You never think before you speak, mostly because you don't need to. Your words are beautifully fluent. Everything that comes out of your mouth sounds like it has been scripted out, and you've been rehearsing your lines for weeks. Even if you spouted some absolute garbage to a college professor about his own subject, you'd be taken for fact.
I can't help thinking that you are an impeccable liar.

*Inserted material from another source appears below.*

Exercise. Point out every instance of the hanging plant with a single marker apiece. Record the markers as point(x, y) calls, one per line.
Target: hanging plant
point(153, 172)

( 9:30 am. - the Great Wall, China )
me - I remember learning about this place. I never thought I'd actually be here.
you - It's a wonder, really. My dad used to be a businessman. He was involved with some Chinese clientele before he died about ten years back. He used to bring me here all the time when he had to fly out.
"He sounds amazing."
"He's something else, let me tell you. When I was younger, we'd make up different games to play on every rainy day. Sometimes he'd even take me to this abandoned water park when it snowed, and we'd sled down the slides. Probably not the safest, but he was unpredictable. Imagine a man with his head in the clouds and his feet on the ground around the clock. He's my alpha and omega. I owe everything about myself, all of my attributes and personality traits, to him."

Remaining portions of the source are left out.